Our study is limited by its retrospective design and small sample size. The study may have been statistically underpowered to reveal an association between MVP and NSVT. The small sample size also increases the risk of type II error. In addition, presence of MAD could be under reported based on lack of evaluation with cross sectional imaging. This was not available for every patient so not included. MAD distance was not used as a quantitative variable due to the small sample size but has been reported as a risk factor for arrhythmias in the literature [21]. The majority of MVP was bileaflet and so analysis between anterior vs posterior leaflet prolapse was limited. It is our developing practice to routinely do cardiac monitors for all patients regardless of symptoms but longer duration of monitoring may have been done for symptomatic patients introducing some selection bias.
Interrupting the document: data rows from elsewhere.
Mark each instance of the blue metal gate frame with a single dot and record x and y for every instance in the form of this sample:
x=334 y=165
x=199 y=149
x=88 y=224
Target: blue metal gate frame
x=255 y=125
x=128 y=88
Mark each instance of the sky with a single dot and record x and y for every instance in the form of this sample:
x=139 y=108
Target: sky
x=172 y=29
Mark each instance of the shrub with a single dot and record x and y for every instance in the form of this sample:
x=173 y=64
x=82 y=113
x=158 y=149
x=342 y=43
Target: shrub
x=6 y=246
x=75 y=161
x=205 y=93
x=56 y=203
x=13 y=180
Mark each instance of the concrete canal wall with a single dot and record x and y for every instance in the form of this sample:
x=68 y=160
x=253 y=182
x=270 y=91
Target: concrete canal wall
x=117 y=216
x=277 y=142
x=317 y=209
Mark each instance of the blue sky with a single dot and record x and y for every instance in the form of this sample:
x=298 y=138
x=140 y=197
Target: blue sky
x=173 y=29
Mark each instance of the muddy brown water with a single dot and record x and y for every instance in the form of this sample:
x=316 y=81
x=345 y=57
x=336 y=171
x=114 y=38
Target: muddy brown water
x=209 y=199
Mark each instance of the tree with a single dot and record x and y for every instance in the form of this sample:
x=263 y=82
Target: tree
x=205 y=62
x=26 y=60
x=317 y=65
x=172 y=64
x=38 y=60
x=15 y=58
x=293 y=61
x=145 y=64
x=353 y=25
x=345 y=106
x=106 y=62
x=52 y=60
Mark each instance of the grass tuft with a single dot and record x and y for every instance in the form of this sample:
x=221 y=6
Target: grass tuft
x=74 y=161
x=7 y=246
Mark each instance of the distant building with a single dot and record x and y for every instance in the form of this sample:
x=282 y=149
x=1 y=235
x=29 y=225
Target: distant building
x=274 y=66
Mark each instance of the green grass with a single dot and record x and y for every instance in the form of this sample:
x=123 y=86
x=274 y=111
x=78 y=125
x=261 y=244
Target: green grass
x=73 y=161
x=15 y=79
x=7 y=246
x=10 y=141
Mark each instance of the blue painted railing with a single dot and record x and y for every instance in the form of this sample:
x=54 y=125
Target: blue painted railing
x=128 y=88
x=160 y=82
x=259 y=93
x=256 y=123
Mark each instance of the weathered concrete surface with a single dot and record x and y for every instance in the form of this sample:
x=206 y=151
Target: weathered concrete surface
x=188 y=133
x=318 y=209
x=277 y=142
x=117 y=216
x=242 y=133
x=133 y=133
Our study was also underpowered to evaluate the effect of beta-blocker use on ventricular ectopy in this population.
Conclusions
There is a high prevalence of complex ventricular ectopy in the pediatric Marfan population which is mostly asymptomatic. Bileaflet MVP was associated with presence of ventricular ectopy in our population, but neither MAD nor MVP were associated with complex ventricular ectopy. MAD was also associated with bileaflet MVP and all patients with triplets and NSVT had MVP, mostly bileaflet suggesting a sub-group that warrants further delineation.